The difference between 1988 and 2004 is a ~12%-15% change in the electorate. About 40% of the electorate was liberal-leaning enough in 1988 to convincedly vote Democratic then; Dukakis had to appeal to conservative leaners. That's why he had to be so utterly mushy and try the retro thing- to get aged conservative Roosevelt Democrats back. That got him an additional 6% for 46% but obviously fell short.
We've gained 3% nationally every 4 years since 1988. But our side's earlier generation of incumbents aged out and retired mostly in the middle '90s while Republicans unified the conservative opposition. In 2000 we had a 49/48 advantage (3% consistently stay AWOL from the core conflict) but the R's had the massive structural advantages in place to take advantage of any Gore or Democratic apparatus fumbling.
Now we have an electorate that is 51%-52% liberal or liberal-leaning and 46% conservative/conservative-leaning. Republicans have aging incumbents in the Senate and live by their advantages in House gerrymanderings- they are overrepresented in nearly every single state delegation south of the Potomac or west of the Alleghenies up to the Sierra Nevada/Cascades. (Texas was the last one they didn't have.)

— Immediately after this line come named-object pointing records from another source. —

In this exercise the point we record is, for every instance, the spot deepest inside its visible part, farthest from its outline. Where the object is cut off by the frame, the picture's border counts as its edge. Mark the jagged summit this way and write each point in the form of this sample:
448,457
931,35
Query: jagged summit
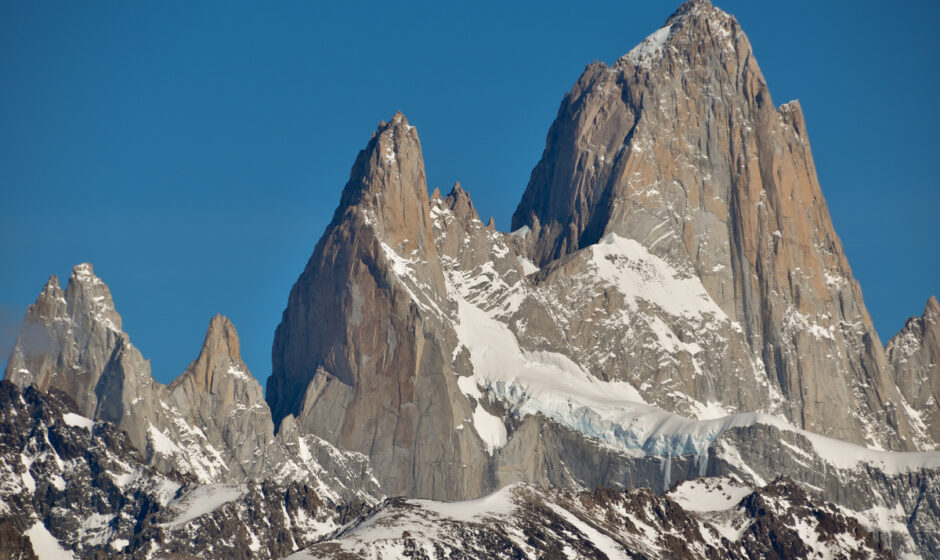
218,360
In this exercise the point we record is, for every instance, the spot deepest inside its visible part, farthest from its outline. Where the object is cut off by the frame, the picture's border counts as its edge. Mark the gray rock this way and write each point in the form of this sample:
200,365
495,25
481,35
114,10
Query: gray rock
914,355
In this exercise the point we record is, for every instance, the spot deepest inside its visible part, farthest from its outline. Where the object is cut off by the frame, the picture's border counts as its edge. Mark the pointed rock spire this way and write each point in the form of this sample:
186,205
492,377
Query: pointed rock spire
679,147
388,188
914,354
219,369
458,201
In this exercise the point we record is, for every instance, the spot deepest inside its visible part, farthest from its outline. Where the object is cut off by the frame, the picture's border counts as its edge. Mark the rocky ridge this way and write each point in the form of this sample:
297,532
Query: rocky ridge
714,518
211,423
72,486
672,295
672,304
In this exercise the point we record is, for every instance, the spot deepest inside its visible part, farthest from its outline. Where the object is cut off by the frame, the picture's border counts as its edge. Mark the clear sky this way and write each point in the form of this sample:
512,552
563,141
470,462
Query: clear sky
195,151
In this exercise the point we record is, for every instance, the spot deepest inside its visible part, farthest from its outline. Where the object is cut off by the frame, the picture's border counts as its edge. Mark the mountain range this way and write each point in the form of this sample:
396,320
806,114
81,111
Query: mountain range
667,356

Kerry has to run a competent and clear campaign and the Presidency is his. Gore only undershot his real upper limit in the electorate by about half a million votes, Kerry has a far greater margin of error and the possibility of a decisive majority representing a mandate.
In Congress the Republicans really have only a few opening Old Democrat Senate seats to jump into and a couple they may just barely defend in Democratic states. In the House Democrats are on the verge of breaking out into marginal Republican seats. In both cases 2006 looks pretty good for recovering majorities in both chambers.